Republican Gov. Charlie Baker Agreed With Comments Made Yesterday By A Boston Red Sox Executive


An executive from the Boston Red Sox said Tuesday that legalizing sports betting was an easy and necessary move to help the country recover from the economic damage of the COVID-19 pandemic.

On Wednesday afternoon, the Massachusetts governor agreed with him.

According to a MassLive report, Red Sox senior vice president of legal and government affairs David Friedman lobbied lawmakers to legalize mobile sports betting during a meeting about the state’s economic recovery plan.

Friedman called mobile sports betting “low-hanging fruit” and argued that it would be one of the easiest ways to increase revenue for both businesses and government. In an era where some brick-and-mortar casinos are still closed, and others are operating at reduced capacity, mobile and online apps make the most sense for generating revenue.

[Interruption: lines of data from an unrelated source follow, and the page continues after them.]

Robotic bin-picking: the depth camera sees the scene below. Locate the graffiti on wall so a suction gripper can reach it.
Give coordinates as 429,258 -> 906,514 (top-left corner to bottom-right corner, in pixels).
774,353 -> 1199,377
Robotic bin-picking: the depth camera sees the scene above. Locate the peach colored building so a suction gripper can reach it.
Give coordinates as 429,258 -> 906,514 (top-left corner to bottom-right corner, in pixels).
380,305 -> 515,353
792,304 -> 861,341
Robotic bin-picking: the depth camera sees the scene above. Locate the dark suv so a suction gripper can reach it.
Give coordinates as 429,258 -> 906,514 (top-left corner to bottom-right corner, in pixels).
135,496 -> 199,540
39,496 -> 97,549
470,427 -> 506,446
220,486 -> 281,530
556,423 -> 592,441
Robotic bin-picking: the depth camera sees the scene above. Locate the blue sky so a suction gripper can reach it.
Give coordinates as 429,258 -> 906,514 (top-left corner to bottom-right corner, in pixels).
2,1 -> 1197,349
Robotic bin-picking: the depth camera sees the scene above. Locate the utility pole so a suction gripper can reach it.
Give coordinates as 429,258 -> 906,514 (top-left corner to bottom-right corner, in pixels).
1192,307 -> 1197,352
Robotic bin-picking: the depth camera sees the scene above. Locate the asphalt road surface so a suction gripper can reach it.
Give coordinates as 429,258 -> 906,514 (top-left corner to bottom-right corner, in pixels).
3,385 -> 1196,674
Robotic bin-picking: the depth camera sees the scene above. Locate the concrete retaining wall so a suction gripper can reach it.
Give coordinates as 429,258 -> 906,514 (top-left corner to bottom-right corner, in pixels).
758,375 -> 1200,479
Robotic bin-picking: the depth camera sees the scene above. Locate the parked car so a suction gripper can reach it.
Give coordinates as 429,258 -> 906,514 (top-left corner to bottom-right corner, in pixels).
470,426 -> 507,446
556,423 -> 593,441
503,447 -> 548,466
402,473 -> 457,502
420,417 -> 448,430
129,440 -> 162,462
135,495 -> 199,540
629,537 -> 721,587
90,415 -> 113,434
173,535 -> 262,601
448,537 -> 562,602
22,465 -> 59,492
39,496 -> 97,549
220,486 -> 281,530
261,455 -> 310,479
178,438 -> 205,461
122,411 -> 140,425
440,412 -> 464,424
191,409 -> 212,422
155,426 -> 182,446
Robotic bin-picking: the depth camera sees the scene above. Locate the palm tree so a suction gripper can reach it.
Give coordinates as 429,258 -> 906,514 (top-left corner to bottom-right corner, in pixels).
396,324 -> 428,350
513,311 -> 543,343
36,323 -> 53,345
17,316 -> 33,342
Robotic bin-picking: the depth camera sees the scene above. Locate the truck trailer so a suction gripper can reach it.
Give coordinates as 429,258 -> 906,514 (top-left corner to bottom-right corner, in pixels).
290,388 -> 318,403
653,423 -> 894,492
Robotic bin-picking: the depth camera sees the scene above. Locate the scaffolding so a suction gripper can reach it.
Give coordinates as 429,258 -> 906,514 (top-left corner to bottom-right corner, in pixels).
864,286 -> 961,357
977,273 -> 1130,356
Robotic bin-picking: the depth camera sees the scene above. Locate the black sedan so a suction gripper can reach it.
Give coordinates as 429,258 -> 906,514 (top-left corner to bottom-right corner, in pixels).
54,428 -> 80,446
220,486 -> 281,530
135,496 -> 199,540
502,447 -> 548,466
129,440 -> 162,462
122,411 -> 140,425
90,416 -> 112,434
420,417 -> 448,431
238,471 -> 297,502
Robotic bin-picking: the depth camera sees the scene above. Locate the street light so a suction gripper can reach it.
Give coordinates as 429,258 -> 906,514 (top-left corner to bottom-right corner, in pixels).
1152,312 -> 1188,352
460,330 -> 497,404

“Four months into this pandemic, mobile sports betting takes on a new urgency for the leagues and teams,” said Friedman. “As I said, our revenues have fallen off a cliff, and so the direct financial impact of revenues for sports betting for teams may be relatively modest – we’re not going to be running sportsbooks ourselves – but today every single dollar of advertising and sponsorship revenue is extremely important to us.”

A day after Friedman made those comments to lawmakers, a reporter asked Republican Gov. Charlie Baker about it during a press conference. According to a report, Baker “absolutely” agreed with the comments.

Baker has historically been a supporter of sports betting, having submitted his own sports betting proposal to the state in January 2019. He also cited support for HB 4559, which was filed in the House just before the pandemic and would legalize sports betting.

While not yet legal in The Bay State, sports betting is legal in both Rhode Island and New Hampshire.

“We wanted to give Massachusetts the ability to have people play here rather than playing elsewhere,” said Baker. “And I absolutely believe that, in addition to sort of the cross-border competition issues that would be addressed by doing something here in Massachusetts, it would certainly generate revenue and it would be something that a lot of people would be interested in here at home as opposed to doing across the border.”

Major American professional sports leagues are getting set to restart in the coming weeks, giving legal sportsbooks a chance to start generating revenue again since the leagues put their seasons on pause in mid-March.